CHAPTER 15 #2
Edmund picks up the brooch again and leans back in his chair, the wood groaning under his weight. “Miss Waldsten…” His gaze settles on the grate. “You may now crawl out of the ceiling.”
I tug at the grate, but the screws won’t budge. My hands are swelling, each throbbing cut a vivid reminder of how much it cost me to rip off the last one. “A gentleman opens the door,” I say.
Edmund rolls the brooch between his palms, amused. “Ah, so you consider me a gentleman now?”
“That remains to be seen.”
He considers for a moment, then exhales sharply, like a beast settling its hackles.
The room seems to shrink around him as he stands.
He steps onto the table, planting his shoe squarely on his cards, and crouches beneath the metal grate.
In one brutal motion, he tears it free and drops it to the floor.
Then he straightens, his head level with the vent opening, and looks at me.
“A lady offers her gratitude,” he says.
I edge toward him, forcing a sweet smile. “Thank you.”
He lets out a dry laugh, then steps down and sinks back into his chair.
My body screams in pain as I follow. At the edge of the vent opening, I lower myself from the ceiling and drop onto the table. My legs buckle on impact, and I crumple before Edmund, a shivering, blood-streaked mess.
“You look as if you have reached the seventh level,” he says, sliding me the daffodil brooch. “And yet here we are on the third.

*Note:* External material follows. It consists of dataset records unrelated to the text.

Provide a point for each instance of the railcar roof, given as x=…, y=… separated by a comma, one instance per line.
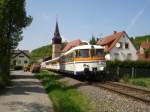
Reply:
x=84, y=47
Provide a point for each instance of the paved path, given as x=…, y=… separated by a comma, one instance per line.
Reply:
x=25, y=95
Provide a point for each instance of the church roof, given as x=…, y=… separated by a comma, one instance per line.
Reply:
x=72, y=44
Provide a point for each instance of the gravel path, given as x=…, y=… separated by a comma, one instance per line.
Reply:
x=25, y=95
x=105, y=101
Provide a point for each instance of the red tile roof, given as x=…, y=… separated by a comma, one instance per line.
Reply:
x=71, y=45
x=110, y=41
x=145, y=45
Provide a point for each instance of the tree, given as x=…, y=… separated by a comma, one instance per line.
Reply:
x=13, y=19
x=93, y=40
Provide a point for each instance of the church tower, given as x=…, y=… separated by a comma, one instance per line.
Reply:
x=56, y=42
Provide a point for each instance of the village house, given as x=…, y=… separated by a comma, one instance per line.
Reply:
x=144, y=51
x=19, y=58
x=118, y=47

Why have you come, Miss Waldsten?”
The truth about President Reeve’s assassination rises in my throat, but I hold it back.
Telling Edmund now could be a mistake. If he learns Reeve is dead, he’ll realize that being near anyone tied to the Bliss Prohibition Act is a liability and might decide that bringing me into his entourage is too risky.
With the Blues still out there hunting the children of the representatives who voted to ban Bliss, I can’t leave the Speakeasy alone. The only way to guarantee my survival is to walk out with Edmund as part of his entourage.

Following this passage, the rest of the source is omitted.